Сахалин (Дорошевич)/Женская каторга
← Преступники и суд | Сахалин (Каторга) — Женская каторга[1] | Несчастнейшая из женщин → |
Опубл.: 1903. Источник: Новодворский В., Дорошевич В. Коронка в пиках до валета. Каторга. — СПб.: Санта, 1994. — 20 000 экз. — ISBN 5-87243-010-8. |
— Виновна ли крестьянка Анна Шаповалова[2], двадцати лет, в том, что с заранее обдуманным намерением, по предварительному соглашению с другими лицами,[3] лишила жизни своего мужа посредством удушения?
— Да, виновна.
Шаповалову приговорили к двадцати годам каторжных работ.
Вместо Крестовского острова она отправляется на Сахалин.[3]
В Одессе её сажают на пароход Добровольного флота.
— Баба — первый сорт!
— Хороший рейц будет! — предвкушает команда.
В Красном море входят в тропики, где кровь вспыхивает, как спирт.
Женский трюм превращается в плавучий позорный дом.
— Ничего не поделаешь! — говорят капитаны. — Борись, не борись с этим, ничего не выйдет. Через полотняные рукава, которые для нагнетания воздуха устроены, подлецы ухитряются в трюм спускаться.
Это обычное явление, и если этого нет, каторжанки даже негодуют.
Пароход «Ярославль» перевозил каторжанок из поста Александровского в пост Корсаковский. Старший офицер господин Ш., человек в делах службы очень строгий, ключи от трюма взял к себе и не доверял их даже младшим помощникам.
На пароходе «ничего не было».
И вот, когда в Корсаковске каторжанок пересадили на баржу, с баржи посыпалась площадная ругань:
— Такие-сякие! В монахи вам! Баб везли, и ничего. Нас из Одессы везли, с нами на пароходе вот что делали!
Женщины лишились маленького заработка, на который сильно рассчитывали, и сердились.
Команда таскает в трюм деньги, водку, папиросы, фрукты, платки, материи, которые покупает в портах.
Молодые добывают. Старухи-старостихи устраивают знакомства.
В трюме площадная ругань, торговля своим телом, кровавые и разнузданные рассказы, щегольство нарядами.

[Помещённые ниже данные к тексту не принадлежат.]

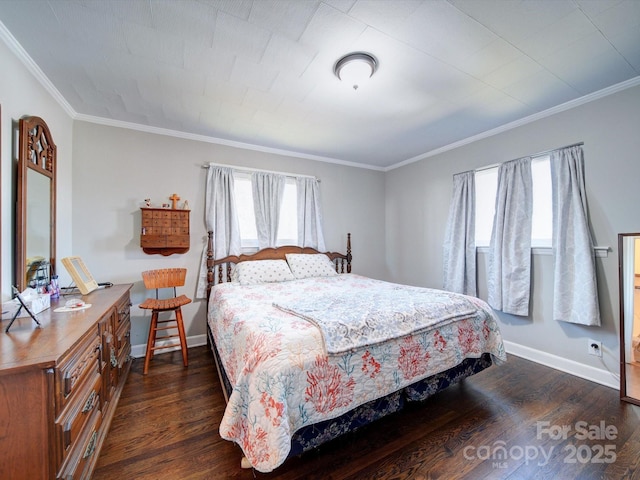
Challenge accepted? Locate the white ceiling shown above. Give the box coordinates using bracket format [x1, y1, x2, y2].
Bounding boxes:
[0, 0, 639, 170]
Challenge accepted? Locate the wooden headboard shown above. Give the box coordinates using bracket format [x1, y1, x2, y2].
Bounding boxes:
[205, 232, 352, 300]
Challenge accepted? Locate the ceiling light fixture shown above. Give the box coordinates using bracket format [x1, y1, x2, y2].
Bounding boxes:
[334, 52, 377, 90]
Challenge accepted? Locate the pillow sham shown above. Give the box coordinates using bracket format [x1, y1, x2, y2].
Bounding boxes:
[285, 253, 338, 279]
[232, 260, 294, 285]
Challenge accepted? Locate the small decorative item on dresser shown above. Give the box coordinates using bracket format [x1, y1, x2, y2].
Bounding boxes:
[50, 275, 60, 299]
[170, 193, 181, 209]
[144, 198, 151, 207]
[182, 200, 189, 210]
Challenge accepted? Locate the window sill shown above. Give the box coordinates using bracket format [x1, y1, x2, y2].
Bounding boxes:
[476, 246, 609, 257]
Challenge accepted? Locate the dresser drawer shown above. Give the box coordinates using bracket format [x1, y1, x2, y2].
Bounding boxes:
[56, 330, 101, 416]
[166, 235, 189, 247]
[141, 209, 154, 223]
[58, 408, 103, 480]
[114, 294, 131, 332]
[56, 372, 102, 460]
[141, 234, 166, 248]
[171, 226, 189, 235]
[115, 318, 131, 355]
[116, 340, 132, 383]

Падшие женщины, профессиональные преступницы, жертвы несчастия, женщины, выросшие в городских притонах, крестьянки, идущие следом за своими мужьями, — всё это свалено в одну кучу, гнойную, отвратительную. Словно живые свалены в яму вместе с трупами.
Некоторые ещё держатся.
Эта голодная честность, изруганная, осмеянная, сидит в уголке и поневоле завистливыми глазами смотрит, как всё кругом пьёт, лакомится, щеголяет друг перед дружкой обновами.
Женщина смотрит с ужасом:
— Куда я попала?
Она теряет почву под ногами:
— Что я теперь такое?
— До Цейлона иные выдерживают, а в Сингапуре, глядь, все каторжанки на палубу вышли в шёлковых платочках. Это у них самый шик! «Ах, вы такие-сякие! Щеголяйте там у себя в трюме, а на палубу чтоб выходить в арестантском!» — рассказывают капитаны.
И вот пароход приходит в пост Александровский.
Там пароход с бабьим товаром уже ждут.
Поселенцы, так называемые «женихи», все пороги в канцеляриях обили:
— Ваше высокоблагородие, явите начальническую милость, дайте сожительницу!
— Это, брат, прежде было, что баб давали. Теперь только дозволяют брать.
— Ну, дозвольте взять бабу. Всё единственно.
— Да зачем тебе баба? Ты пьяница, игрок!
— Помил-те, ваше высокоблагородие, для домообзаводства!
Привезённых баб разместили.
Добровольно следующие с детьми остались дрогнуть в карантинном сарае. Каторжанок погнали в женскую тюрьму.
Перед окнами женской тюрьмы гулянье.
«Женихи» смотрят «сожительниц нового сплава». Каторжанки высматривают «сожителей».
Каторжанки принарядились. Женихи ходят гоголем.
— Сборный человек, одно слово! — похохатывают проходящие мимо каторжане «вольной», «исправляющейся» тюрьмы.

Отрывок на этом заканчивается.